Out: Então, nisso, é a mesma coisa! Você não vê ai? Krishnamurti não viveu o tempo todo pra cima e pra baixo? Quem você acha que bancava ele?... Os "bacanas" bancavam ele! Não é?... Você pega ai, caras que não tem tanta percepção de mundo, que estão dentro do sistema... Esses padrecos da vida aí, esses padrecos cantor, eles não tem tudo garantido, tudo sustentado?... E estão só repetindo coisas que estão escritas secularmente, não é? Imagina se a gente tiver isso!

Agora, eu acredito que isso não virá se você não tiver uma seriedade — seriedade que eu quero dizer é no sentido de "série", não é? —... Realmente, eu me dedico à isso todo o dia. Como por exemplo, as pessoas tem que ter seriedade no sistema.... Eles não falam? "O cara é um cara sério! Trabalhador! Um cara que se dedica! Dá a vida pela empresa!"... Se a gente também tiver esse processo de seriedade de querer saber: "O que é que eu vim fazer nessa terra? Não é possível que é só vir aqui pra pagar conta e dar dinheiro para os outros"... Se a gente tiver essa seriedade eu acho que a gente vai chegar nessa resposta; agora, eu acho que para isso, eu acho que a gente tem que ter períodos em que você possa estar numa meditação sem essa enorme massa de influência dispersiva que o sistema traz pra você.

DP: Que é a rede do pensamento, não é?

Out: Que é a rede do pensamento!

DP: Que é muito feroz, que é muito poderosa!...

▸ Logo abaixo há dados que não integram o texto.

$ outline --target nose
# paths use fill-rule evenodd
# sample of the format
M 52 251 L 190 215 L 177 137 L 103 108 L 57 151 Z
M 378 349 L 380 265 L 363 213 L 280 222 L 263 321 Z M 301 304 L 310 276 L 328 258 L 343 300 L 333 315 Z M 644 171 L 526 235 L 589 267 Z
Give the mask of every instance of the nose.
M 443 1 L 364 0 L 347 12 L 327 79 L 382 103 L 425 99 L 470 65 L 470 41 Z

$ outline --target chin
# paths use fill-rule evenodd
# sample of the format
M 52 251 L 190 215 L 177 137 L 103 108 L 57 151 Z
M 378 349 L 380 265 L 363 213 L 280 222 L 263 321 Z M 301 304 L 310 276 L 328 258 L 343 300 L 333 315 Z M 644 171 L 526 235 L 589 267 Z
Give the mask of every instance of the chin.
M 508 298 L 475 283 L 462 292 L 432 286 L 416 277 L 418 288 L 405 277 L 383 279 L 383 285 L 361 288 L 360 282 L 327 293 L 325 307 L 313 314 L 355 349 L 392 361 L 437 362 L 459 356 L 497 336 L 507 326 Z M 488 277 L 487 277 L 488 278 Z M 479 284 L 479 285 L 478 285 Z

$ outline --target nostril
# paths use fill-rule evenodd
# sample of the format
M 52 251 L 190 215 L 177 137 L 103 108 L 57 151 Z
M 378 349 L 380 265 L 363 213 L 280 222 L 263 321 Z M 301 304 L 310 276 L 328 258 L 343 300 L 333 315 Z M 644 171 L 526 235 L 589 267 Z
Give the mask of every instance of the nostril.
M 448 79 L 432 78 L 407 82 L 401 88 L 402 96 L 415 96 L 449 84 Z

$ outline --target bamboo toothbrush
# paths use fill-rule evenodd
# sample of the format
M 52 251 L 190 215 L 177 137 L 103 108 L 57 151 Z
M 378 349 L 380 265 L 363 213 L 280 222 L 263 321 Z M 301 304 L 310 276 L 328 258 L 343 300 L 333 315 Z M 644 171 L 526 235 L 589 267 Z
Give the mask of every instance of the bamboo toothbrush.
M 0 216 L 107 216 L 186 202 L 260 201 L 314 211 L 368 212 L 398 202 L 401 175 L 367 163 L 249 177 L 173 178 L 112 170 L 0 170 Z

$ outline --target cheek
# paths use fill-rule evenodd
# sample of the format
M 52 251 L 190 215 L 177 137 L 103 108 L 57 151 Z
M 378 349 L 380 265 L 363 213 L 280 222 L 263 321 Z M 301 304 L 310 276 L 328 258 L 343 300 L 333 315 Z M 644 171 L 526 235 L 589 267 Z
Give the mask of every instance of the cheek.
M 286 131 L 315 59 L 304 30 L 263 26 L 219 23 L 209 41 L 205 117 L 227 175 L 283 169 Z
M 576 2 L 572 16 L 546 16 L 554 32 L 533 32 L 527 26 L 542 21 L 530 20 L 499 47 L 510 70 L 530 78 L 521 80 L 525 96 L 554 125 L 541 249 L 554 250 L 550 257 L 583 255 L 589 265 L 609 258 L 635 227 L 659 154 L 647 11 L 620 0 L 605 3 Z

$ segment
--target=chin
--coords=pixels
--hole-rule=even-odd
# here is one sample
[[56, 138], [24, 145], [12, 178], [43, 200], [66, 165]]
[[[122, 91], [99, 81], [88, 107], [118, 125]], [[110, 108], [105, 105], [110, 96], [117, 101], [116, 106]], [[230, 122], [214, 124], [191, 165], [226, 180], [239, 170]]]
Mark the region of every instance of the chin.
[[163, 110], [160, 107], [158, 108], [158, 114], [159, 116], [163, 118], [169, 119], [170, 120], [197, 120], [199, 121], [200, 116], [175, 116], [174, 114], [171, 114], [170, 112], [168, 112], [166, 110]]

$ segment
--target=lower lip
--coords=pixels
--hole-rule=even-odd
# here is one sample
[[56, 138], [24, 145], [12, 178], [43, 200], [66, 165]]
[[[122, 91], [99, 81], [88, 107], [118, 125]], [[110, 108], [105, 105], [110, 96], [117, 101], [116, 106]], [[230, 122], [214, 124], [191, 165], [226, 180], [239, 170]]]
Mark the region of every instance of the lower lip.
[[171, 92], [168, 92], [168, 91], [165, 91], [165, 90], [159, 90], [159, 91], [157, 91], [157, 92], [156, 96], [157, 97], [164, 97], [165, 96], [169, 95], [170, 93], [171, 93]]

(nesse momento, duas mulheres se sentam duas mesas ao nosso lado, sendo que uma se senta, de pernas abertas, com um micro-shortes jens, voltada para nosso lado)

DP: Não! É impressionante essa coisa da rede do pensamento!... É pra te tirar da coisa mesmo! Tipo assim: você está saindo, está saindo, está saindo, você vai sair... Vem alguma coisa do tipo e tenta "laçar você"!

Out: Isso é direto, cara!

DP: Que louco!

Out: E eu percebo assim: A gente tem que estar atento às pistas que os caras deixar ai, não é? Eles falam; tem um dito popular, um preceito espiritual que fala: "A quem mais é dado..."

DP: Mais é cobrado!

Out: "...mais é cobrado!"... Quanto mais consciência você tem, do processo do pensamento condicionado; quanto mais consciência você tem do movimento da sociedade; quanto mais percepção você tem de como você está sendo influenciado por isso, mais o pensamento "se transveste" e tenta causar esse estado de hipnose, no qual você se identifica e se entrega praquilo... (dirigindo-se para as mulheres como um exemplo influenciante descentralizador)... isso eu tenho percebido direto!

DP: E, você acredita que, por exemplo, ele... É mutante! Você percebeu?

Out: Eu não tenho falado "mutante", mas é uma boa palavra; eu tenho usado a palavra "se transveste"... Ele se transveste! Que eu acho que é aquilo que os caras tentaram mostrar no filme "Matrix", quando o personagem "Smith" entra dentro de um outro corpo...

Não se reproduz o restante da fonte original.